Wagner Shows Prison Recruit Alive Following Alleged Sledgehammer Killing Video

A Wagner Group fighter who deserted in Ukraine was kidnapped and executed by fellow fighters, a Telegram channel with links to the Russian mercenary outfit claimed Monday, sharing video of the alleged killing. 

This is the second publicly shared video of a Wagner recruit’s apparent death by sledgehammer in recent months after its leader threatened extrajudicial measures for convicted criminals who flee the battlefield. 

But a video released later Monday by Wagner leader Yevgeny Prigozhin’s press service showed Yakushchenko alive.

In the video, he expresses gratitude to Wagner for “sparing” him in return for “bringing valuable information from captivity that saved many” Russian fighters’ lives.

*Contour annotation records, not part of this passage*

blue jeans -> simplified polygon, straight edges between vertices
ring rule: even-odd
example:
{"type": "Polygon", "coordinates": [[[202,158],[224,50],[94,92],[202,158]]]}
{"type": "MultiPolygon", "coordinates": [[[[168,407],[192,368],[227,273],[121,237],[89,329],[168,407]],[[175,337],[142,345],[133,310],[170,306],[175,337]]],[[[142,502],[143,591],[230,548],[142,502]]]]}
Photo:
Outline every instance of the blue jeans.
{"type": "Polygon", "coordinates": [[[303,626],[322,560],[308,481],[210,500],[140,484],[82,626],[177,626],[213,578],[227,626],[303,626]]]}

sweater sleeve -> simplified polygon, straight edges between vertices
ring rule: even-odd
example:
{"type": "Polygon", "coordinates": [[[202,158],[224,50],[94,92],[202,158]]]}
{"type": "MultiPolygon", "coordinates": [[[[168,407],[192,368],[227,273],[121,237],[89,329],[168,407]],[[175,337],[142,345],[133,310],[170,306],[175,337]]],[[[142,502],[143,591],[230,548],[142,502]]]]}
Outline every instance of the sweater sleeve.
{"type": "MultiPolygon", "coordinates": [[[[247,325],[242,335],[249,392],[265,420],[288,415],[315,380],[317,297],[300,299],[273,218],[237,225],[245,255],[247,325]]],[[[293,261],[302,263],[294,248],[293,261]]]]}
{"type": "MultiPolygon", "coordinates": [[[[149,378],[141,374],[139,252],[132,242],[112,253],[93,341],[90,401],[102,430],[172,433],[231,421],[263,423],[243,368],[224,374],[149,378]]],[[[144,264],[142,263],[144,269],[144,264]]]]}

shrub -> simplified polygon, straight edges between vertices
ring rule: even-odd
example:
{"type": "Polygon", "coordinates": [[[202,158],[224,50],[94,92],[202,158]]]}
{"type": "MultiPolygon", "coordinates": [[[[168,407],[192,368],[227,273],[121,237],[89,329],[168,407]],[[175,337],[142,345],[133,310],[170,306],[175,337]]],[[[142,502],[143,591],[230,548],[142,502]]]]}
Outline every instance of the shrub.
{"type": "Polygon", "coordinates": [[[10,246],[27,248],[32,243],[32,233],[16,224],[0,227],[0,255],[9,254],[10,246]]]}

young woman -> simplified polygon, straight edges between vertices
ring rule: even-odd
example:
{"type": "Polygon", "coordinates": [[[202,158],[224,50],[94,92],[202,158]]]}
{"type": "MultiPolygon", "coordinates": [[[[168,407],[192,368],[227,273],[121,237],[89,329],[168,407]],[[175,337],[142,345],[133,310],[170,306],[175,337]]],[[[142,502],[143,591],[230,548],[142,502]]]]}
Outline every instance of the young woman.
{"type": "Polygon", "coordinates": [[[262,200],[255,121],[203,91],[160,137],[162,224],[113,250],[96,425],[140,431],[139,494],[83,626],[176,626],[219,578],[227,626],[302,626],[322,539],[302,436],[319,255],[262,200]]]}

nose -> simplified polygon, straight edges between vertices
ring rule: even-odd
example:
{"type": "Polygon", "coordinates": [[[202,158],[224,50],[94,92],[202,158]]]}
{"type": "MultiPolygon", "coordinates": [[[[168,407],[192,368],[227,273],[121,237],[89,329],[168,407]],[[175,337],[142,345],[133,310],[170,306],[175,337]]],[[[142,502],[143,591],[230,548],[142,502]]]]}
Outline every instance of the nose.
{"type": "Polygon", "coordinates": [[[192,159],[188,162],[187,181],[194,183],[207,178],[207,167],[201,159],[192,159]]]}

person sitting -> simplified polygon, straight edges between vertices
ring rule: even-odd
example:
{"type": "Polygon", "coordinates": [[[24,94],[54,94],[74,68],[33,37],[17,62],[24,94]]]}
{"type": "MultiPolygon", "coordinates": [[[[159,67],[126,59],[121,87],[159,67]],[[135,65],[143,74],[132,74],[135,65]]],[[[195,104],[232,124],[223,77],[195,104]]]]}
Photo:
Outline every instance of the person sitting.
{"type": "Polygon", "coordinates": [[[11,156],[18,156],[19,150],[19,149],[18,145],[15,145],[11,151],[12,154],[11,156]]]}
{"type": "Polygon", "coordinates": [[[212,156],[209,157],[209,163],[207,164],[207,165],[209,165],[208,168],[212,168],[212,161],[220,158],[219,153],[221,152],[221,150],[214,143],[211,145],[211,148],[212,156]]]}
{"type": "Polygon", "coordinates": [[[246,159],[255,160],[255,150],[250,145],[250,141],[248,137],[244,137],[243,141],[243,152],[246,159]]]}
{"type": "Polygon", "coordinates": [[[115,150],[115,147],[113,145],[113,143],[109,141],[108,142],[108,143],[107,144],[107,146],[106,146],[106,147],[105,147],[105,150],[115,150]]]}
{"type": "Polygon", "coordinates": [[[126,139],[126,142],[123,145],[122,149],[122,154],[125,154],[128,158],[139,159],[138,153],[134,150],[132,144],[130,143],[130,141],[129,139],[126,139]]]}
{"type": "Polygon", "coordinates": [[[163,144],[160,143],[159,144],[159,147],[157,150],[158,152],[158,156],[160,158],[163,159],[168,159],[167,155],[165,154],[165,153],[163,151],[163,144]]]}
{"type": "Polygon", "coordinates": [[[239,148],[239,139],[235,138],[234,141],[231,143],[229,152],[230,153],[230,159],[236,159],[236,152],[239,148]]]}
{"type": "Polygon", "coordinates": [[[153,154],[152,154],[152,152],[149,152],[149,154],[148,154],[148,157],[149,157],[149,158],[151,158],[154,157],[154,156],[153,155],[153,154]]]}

“Everyone has the right to fix their mistakes,” he said on camera.

Dmitry Yakushchenko, 45, had fled the battlefield days after signing up for Wagner, which recruited him while he was serving a 19-year prison sentence for murder, according to the Grey Zone Telegram channel. 

“Today I was on the street of the city of Dnipro when I was hit on the head, lost consciousness and woke up in this facility, where I was told I’d be put on trial,” he is heard saying in the video.

The footage then goes blurry and Yakushchenko is shown being presumably bludgeoned with a sledgehammer three times.

The gruesome video’s authenticity was immediately disputed by independent journalist David Frenkel, who claimed the slow-motion sledgehammer execution may have been staged.

It was not possible to independently verify the footage shared by Grey Zone.

According to the independent Agentsvo news outlet, Ukraine returned Yakushchenko to Russia in December as part of a prisoner exchange.

Prigozhin was filmed threatening Russian prisoners with execution for deserting in widely circulated recruitment videos last fall.

In November, another video of Wagner fighter and convicted murderer Yevgeny Nuzhin’s sledgehammer killing for deserting in Ukraine was widely circulated on social media. 

Prigozhin initially welcomed Nuzhin’s killing, saying he deserved a “dog’s death,” but later distanced himself and denied Wagner’s involvement in his murder.

Footage of Yakushchenko’s alleged execution was published after a CNN interview with two unidentified captured Wagner fighters who recounted commanders shooting other recruits for disobeying orders on the battlefield.

Prigozhin was estimated to have recruited up to 50,000 prisoners into Wagner before abruptly declaring last week that the enlistment campaign was over.